Secondary protein-calorie undernutrition occurs despite availability of a proper diet (slide
5). As noted previously, this can occur from basically three main mechanisms. Examples of
decreased intake include poor dentition, dysphagia, and systemic diseases that lead to poor
appetite. Dysphagia means difficult swallowing. Impairment of cranial nerve functions that control
swallowing, space occupying masses and mechanical injuries are all disorders that can lead to
dysphagia. In horses, dysphagia and starvation are the cause of death in a disease known as
nigropallidalencephalomalacia. This disease is due to ingestion of plants (Russian knapweed and
yellow star thistle) that damage the brain. Cancer, as well as various cancer treatments, suppresses
appetite often leading to a catabolic (wasting) state or cachexia. The inability to absorb nutrients
(malabsorption) or faulty utilization of nutrients absorbed from the gut is another fairly common
cause of secondary protein-calorie undernutrition. A variety of underlying disease states can lead to
malabsorption or inadequate utilization of nutrients.
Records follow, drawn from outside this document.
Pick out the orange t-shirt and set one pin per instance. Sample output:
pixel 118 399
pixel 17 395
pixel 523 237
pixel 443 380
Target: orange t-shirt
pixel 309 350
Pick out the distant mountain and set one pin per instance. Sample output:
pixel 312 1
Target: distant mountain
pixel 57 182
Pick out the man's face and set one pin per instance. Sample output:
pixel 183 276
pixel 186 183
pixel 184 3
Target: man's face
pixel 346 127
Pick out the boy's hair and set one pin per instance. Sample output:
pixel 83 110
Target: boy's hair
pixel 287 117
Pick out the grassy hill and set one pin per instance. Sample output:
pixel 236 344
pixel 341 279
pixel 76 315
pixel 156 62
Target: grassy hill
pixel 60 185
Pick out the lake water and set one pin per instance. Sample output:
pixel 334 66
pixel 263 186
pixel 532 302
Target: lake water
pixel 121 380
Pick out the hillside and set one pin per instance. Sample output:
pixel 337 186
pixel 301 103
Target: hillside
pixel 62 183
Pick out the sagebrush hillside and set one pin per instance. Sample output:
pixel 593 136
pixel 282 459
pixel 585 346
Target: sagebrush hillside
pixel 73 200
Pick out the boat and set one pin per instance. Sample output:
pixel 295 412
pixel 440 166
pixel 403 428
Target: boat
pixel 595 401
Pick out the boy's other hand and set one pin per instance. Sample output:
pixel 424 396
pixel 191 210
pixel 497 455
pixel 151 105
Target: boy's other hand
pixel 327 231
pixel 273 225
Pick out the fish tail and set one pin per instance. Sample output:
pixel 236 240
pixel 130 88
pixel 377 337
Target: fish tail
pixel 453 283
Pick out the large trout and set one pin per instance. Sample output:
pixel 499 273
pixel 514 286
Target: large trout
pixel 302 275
Inflammatory diseases of the bowel,
hepatobiliary and pancreatic disease and intestinal parasitism are exemplary. Lastly are the factors
that increase requirements for nutrients. The requirements for growth in the young differ from
adult maintenance. Pregnancy and lactation increase the overall requirements for protein and
energy. In lecture 8, ruminant ketosis was mentioned. In high producing dairy cows, the demands of
lactation and late term pregnancy create a condition of negative energy balance. The affected cows
lose body weight accompanied by a drop in milk production. Eventually, the lower body weight and
decreased milk production re-establish a new equilibrium with available energy but by this time
there is a loss of production.
Yes, starvation or protein-calorie undernutrition does occur in animals (slide 6). In domestic
animals, the possible implications are allegations of animal neglect or animal cruelty. At the
diagnostic laboratory and certainly in clinical practice, disease diagnosticians and practicing
veterinarians are often called upon to determine whether or not starvation is primary or secondary;
usually a process of eliminating all possible secondary causes of malnutrition (slides 7 & 8).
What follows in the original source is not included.